Une chorale de médias conservateurs iraniens s'en prend à la femme du président français, Carla Bruni, la traitant de «prostituée». La cause de ce fiel? La première dame de France a défendu une Iranienne condamnée à la lapidation, un geste pourtant imité par des dizaines de vedettes internationales ainsi que par l'épouse du premier ministre canadien, Laureen Harper.

C'est le journal ultraconservateur Kayhan qui a parti le bal dans un article publié samedi et qui portait le titre «les putes françaises se joignent à la protestation des droits de l'homme».

Porte-parole du régime islamique, Kayhan dénonçait l'intervention de Mme Sarkozy, une «chanteuse dépravée» qui selon le journal aurait «brisé la famille de M. Sarkozy» afin de l'épouser. Faisant référence à des rumeurs selon lesquelles Mme Bruni aurait récemment eu une liaison extra-conjugale avec un musicien -rumeurs que Mme Bruni a démenties à maintes reprises-, Kayhan explique qu'il n'est pas étonnant qu'une femme, ayant elle-même commis l'adultère, en défende une autre.

Ces propos ont été repris hier sur le site web d'un autre organe de presse gouvernemental, Iran Newspaper on Network.

L'actrice Isabelle Adjani, amie proche de Mme Bruni, a elle aussi été qualifiée «d'actrice corrompue» par le journal Kayhan.

Les deux femmes ont publié la semaine dernière des lettres en soutien à Sakineh Mohammadi Ashtiani, une mère de deux enfants, condamnée à mort par lapidation par la justice iranienne.

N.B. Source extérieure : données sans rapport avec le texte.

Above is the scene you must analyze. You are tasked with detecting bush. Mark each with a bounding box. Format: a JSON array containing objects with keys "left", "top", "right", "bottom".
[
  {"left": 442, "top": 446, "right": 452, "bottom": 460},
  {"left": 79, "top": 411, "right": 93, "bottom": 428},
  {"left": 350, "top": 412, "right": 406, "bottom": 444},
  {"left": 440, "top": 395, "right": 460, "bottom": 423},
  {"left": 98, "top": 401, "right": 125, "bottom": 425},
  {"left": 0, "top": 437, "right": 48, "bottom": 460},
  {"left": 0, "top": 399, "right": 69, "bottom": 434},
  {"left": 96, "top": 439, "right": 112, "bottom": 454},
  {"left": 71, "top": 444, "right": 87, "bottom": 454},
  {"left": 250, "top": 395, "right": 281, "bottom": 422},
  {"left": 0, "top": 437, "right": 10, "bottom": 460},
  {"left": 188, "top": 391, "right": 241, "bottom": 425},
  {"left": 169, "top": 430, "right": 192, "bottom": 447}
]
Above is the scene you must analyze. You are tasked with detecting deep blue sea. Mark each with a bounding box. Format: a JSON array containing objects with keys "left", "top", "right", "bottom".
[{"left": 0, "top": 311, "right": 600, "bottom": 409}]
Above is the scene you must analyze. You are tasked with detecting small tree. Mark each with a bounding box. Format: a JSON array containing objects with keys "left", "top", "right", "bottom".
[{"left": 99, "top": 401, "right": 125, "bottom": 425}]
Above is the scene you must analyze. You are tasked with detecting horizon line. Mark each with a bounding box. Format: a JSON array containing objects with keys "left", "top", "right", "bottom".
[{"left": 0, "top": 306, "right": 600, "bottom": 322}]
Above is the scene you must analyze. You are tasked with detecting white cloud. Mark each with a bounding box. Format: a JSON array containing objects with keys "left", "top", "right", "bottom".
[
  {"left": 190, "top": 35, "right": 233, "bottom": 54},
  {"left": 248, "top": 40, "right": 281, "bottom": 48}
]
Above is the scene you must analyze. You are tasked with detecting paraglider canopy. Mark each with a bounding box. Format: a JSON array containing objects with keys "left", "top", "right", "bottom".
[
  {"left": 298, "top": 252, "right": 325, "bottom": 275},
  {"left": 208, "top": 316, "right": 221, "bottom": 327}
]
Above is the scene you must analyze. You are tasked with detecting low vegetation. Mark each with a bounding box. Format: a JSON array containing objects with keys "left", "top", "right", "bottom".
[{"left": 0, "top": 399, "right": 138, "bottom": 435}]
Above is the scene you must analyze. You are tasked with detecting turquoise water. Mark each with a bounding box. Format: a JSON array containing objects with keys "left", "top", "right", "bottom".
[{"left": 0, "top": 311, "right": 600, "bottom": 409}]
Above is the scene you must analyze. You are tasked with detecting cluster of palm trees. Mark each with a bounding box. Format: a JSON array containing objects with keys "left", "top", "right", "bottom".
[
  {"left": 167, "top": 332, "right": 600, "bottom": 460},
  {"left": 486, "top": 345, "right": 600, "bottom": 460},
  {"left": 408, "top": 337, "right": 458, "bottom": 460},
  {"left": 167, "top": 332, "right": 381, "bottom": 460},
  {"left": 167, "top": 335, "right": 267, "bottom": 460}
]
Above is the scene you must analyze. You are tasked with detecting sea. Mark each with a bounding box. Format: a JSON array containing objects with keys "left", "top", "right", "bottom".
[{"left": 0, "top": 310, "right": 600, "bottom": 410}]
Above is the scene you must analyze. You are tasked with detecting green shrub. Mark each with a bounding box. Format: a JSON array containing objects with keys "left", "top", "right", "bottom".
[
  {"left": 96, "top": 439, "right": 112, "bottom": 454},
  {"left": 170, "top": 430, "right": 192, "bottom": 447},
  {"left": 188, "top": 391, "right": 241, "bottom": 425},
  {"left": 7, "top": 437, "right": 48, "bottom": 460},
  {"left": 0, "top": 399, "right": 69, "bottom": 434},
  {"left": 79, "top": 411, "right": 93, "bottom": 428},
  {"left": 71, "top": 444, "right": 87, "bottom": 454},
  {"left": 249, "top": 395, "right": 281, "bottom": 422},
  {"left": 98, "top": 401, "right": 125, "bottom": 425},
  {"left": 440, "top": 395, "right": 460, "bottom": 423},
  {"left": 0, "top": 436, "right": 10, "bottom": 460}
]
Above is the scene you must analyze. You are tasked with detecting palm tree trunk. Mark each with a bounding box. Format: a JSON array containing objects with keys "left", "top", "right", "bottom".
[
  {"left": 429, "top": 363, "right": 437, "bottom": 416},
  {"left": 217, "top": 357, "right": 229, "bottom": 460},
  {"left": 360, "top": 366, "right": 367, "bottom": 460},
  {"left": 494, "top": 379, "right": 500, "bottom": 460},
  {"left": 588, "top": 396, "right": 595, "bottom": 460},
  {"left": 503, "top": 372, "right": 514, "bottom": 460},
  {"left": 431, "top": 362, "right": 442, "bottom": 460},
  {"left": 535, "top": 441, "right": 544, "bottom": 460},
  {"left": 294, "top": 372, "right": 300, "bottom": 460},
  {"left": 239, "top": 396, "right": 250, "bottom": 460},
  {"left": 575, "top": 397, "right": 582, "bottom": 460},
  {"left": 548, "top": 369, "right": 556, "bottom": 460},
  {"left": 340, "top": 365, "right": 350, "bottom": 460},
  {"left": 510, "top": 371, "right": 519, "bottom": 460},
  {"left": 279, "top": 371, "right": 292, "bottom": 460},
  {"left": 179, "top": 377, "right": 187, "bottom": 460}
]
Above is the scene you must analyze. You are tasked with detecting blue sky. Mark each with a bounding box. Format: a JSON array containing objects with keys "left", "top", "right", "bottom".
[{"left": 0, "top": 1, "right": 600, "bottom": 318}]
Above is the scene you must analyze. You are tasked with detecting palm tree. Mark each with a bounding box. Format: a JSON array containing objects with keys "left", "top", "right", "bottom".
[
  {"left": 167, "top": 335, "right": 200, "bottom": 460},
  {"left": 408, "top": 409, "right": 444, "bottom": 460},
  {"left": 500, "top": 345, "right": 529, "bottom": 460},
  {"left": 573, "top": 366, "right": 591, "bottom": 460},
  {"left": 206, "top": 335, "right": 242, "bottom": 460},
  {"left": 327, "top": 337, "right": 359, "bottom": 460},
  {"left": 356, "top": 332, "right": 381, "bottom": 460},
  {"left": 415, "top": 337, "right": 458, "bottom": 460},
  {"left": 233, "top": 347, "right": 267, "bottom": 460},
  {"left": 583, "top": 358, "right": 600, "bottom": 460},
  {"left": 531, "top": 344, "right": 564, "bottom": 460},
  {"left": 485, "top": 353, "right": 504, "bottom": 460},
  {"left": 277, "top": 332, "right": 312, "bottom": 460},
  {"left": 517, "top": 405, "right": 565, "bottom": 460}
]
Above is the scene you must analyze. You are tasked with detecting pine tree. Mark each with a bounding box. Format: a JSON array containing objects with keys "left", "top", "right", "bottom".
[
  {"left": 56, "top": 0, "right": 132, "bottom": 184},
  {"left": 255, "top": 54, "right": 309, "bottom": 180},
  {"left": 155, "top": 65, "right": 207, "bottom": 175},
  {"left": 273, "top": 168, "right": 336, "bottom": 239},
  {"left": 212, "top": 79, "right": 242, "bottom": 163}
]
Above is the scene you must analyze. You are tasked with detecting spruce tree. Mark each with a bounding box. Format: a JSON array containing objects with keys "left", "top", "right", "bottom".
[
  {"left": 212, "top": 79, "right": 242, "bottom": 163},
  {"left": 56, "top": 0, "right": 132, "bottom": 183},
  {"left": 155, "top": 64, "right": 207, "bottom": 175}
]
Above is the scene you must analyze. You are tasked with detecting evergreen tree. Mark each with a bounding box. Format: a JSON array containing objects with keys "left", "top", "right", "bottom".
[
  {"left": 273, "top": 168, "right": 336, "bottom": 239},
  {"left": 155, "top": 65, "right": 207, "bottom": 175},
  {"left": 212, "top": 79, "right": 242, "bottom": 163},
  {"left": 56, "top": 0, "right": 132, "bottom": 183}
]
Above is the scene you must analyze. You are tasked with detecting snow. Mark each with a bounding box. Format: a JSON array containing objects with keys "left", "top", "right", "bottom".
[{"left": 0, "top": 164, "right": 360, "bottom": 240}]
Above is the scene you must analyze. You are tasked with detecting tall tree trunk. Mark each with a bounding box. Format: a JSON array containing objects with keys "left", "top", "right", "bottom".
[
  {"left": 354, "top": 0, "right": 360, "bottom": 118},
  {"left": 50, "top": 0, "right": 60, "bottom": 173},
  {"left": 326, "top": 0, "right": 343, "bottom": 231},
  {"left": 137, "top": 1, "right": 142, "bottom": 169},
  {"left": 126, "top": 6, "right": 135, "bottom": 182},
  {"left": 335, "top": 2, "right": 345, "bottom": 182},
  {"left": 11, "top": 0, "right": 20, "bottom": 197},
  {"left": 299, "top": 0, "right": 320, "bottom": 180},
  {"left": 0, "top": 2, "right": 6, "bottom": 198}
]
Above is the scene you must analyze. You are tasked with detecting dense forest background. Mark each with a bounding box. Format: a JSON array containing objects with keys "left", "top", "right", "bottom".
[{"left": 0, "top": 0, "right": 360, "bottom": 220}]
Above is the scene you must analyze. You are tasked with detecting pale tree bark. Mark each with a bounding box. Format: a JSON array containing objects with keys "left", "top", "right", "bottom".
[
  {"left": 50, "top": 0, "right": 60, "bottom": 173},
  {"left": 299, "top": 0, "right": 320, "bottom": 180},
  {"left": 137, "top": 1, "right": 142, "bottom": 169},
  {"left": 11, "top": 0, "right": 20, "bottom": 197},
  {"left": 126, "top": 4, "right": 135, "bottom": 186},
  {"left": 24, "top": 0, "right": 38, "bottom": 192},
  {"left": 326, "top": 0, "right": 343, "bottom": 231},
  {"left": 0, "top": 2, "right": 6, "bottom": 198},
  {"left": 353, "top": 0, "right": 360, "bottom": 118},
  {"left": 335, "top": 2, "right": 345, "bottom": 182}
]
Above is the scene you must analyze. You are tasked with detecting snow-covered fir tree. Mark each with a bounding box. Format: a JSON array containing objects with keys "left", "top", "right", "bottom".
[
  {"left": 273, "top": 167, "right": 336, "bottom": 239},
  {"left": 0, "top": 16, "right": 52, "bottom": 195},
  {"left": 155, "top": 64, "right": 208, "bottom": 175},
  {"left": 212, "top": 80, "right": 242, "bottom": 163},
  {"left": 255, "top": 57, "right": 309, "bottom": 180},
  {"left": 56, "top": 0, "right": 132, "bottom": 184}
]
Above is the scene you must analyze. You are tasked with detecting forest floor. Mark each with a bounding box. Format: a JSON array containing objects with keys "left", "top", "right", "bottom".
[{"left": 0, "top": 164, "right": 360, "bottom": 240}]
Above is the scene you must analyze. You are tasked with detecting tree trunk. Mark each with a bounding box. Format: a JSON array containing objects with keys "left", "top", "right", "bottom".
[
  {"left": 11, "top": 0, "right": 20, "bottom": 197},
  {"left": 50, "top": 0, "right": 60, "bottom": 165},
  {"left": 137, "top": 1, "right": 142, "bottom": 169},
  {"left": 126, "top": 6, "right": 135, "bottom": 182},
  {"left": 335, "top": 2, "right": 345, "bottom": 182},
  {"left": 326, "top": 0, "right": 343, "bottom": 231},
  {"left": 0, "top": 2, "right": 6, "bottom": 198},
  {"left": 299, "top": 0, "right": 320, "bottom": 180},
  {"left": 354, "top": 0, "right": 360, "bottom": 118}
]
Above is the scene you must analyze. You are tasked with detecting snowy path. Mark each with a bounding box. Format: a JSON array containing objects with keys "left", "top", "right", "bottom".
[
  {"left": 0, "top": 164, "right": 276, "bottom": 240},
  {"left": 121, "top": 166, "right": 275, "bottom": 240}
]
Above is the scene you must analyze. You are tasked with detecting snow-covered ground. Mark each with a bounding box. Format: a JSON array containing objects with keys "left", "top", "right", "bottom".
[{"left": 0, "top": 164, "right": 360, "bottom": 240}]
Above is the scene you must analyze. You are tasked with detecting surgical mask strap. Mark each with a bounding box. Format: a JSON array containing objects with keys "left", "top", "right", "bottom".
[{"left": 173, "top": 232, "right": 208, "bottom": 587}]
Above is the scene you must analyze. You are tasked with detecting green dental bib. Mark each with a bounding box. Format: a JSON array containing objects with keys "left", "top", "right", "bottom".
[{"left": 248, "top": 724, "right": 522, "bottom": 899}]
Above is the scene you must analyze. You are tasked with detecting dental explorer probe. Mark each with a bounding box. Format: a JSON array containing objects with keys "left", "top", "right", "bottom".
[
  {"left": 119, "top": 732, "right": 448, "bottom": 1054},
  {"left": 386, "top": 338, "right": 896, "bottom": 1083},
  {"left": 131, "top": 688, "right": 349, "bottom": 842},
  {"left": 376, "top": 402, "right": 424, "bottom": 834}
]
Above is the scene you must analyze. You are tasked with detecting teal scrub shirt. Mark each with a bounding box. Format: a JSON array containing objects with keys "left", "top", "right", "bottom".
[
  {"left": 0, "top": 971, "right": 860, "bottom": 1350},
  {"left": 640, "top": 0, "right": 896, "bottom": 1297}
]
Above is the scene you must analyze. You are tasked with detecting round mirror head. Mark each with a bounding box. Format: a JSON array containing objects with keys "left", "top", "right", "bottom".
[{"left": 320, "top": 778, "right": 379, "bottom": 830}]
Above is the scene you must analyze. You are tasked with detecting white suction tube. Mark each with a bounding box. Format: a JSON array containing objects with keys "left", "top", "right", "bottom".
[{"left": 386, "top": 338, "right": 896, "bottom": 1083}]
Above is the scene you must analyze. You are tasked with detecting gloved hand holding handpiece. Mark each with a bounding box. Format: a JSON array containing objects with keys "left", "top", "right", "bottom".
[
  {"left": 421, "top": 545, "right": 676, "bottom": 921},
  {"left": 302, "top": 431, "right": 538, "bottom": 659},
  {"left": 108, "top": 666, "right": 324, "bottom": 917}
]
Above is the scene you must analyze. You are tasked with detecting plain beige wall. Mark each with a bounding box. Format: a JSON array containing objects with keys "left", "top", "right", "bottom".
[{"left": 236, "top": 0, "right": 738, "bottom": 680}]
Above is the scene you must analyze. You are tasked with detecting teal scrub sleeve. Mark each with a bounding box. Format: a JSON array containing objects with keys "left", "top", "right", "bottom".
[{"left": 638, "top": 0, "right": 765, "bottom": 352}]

«Répandre votre sang, priver vos enfants de leur mère, mais pourquoi? Parce que vous avez vécu, parce que vous avez aimé, parce que vous êtes une femme, une Iranienne? Tout en moi se refuse à l'accepter [...] Du fond de votre cellule, sachez que mon mari plaidera votre cause sans relâche et que la France ne vous abandonnera pas», a écrit Carla Bruni dans une missive destinée à la condamnée à mort.

Exécution en suspens

La femme de 43 ans, qui appartient à la minorité azérie du nord-est de l'Iran, est accusée d'adultère. Son exécution devait avoir lieu le mois dernier, mais a été mise en suspens par les autorités iraniennes. Cependant, les avocats chargés du dossier notent que la condamnée n'est pas tirée d'affaire et que la peine de mort est toujours effective.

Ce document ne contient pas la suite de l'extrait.